Na Guatemala, as remessas de ajuda familiar dos que emigraram representam 20% do Produto Interno Bruto (PIB) do país. O número sobe para 24% em El Salvador e para 25% de toda a economia de Honduras.
No México, as transferências de parentes representam 4% do PIB, mas, em termos nominais, é o maior receptor de remessas da América Latina.
“Talvez a relação entre as remessas de mexicanos com o PIB não seja tão significativa quanto nos países centro-americanos, mas esse dinheiro vai diretamente para famílias que vivem dessas remessas para gastos correntes como colégios e supermercados e até para pagar hipotecas. A perda desse dinheiro teria um impacto gigantesco na dinâmica de vida de milhões de lares mexicanos”, adverte Margarita Nuñez, sublinhando ainda o dano que, paradoxalmente, as deportações provocariam na própria economia norte-americana.
“Setores inteiros da economia dos Estados Unidos dependem da mão-de-obra do imigrante irregular seja na agricultura, na construção ou nos serviços”, destaca.

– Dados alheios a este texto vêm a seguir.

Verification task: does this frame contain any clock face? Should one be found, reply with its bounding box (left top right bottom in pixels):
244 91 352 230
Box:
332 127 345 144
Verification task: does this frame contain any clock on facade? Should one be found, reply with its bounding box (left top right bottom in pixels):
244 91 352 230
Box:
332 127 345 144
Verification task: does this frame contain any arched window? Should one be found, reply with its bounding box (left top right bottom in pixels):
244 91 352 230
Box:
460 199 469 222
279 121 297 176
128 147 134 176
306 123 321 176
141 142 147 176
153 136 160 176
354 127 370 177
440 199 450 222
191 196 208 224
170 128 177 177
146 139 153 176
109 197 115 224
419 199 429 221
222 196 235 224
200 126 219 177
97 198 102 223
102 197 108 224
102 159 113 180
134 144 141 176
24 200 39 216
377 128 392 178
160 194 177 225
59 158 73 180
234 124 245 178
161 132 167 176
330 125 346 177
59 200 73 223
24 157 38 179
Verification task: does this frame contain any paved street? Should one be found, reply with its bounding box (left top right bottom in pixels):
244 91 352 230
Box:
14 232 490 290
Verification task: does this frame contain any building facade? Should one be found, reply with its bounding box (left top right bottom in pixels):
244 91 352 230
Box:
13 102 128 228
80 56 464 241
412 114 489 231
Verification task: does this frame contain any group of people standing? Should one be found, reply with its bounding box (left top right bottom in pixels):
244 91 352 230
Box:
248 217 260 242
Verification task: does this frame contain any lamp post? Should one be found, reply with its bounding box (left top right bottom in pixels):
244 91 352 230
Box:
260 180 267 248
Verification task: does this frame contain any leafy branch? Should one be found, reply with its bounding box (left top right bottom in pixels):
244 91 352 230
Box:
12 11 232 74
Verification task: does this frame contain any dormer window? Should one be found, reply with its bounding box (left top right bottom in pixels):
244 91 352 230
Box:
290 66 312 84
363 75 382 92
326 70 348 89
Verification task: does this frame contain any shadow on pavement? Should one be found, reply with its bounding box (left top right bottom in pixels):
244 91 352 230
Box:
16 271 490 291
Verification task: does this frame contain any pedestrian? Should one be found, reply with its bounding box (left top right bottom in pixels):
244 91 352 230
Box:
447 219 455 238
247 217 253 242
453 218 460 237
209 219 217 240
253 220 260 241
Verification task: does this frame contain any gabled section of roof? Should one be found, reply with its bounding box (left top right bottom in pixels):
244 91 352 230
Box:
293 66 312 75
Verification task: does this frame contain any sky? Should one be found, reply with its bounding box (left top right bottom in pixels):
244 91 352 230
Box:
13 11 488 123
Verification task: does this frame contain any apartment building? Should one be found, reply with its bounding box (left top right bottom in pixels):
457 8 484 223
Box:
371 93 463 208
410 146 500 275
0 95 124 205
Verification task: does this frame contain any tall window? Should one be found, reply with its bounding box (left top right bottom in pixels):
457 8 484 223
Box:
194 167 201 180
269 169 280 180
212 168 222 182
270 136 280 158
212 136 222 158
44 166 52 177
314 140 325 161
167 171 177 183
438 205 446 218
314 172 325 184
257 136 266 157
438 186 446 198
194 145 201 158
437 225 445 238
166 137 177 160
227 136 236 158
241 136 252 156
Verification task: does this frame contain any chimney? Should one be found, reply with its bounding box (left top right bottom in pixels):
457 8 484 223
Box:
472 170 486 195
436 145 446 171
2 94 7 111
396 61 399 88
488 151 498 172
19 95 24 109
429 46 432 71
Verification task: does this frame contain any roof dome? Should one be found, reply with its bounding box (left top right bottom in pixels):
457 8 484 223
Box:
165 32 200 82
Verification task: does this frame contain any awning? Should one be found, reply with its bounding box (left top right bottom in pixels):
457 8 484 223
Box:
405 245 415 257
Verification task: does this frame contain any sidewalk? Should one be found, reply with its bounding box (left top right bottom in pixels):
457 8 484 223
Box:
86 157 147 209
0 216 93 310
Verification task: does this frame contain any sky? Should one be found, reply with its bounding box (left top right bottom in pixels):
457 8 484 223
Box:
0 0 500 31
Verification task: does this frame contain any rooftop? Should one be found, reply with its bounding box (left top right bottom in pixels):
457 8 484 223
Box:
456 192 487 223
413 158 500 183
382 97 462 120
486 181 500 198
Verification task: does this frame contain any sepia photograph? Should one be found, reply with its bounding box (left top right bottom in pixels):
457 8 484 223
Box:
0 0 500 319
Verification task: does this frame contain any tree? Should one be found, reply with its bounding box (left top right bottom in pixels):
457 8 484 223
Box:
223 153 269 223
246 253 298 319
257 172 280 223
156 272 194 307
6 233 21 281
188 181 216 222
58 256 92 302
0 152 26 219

Além disso, os 65.000 milhões de dólares que os mexicanos do outro lado da fronteira enviam aos parentes deste lado representam apenas 20% das receitas pessoais. Os restantes 80% ficam nos Estados Unidos.
Os milhares de emigrantes latino-americanos do lado mexicano da fronteira e os milhares - talvez milhões- que ainda serão deportados podem ainda gerar uma crise de segurança.
O reduzido orçamento público mexicano, a falta de infraestrutura suficiente e a limitada capacidade da economia de absorver tanta mão-de-obra desempregada formam um coquetel propício para a marginalidade.
“Vejo uma situação na qual, por necessidade ou por desespero, as pessoas acabam em organizações criminosas ou aumentando a população na rua e o uso indevido de drogas. Pessoas que não podem entrar nos Estados Unidos, que agora não podem mais pedir asilo e as que virão deportadas de várias nacionalidades formam um cenário de risco, que não está a ser devidamente prevenido”, alerta Margarita Nuñez.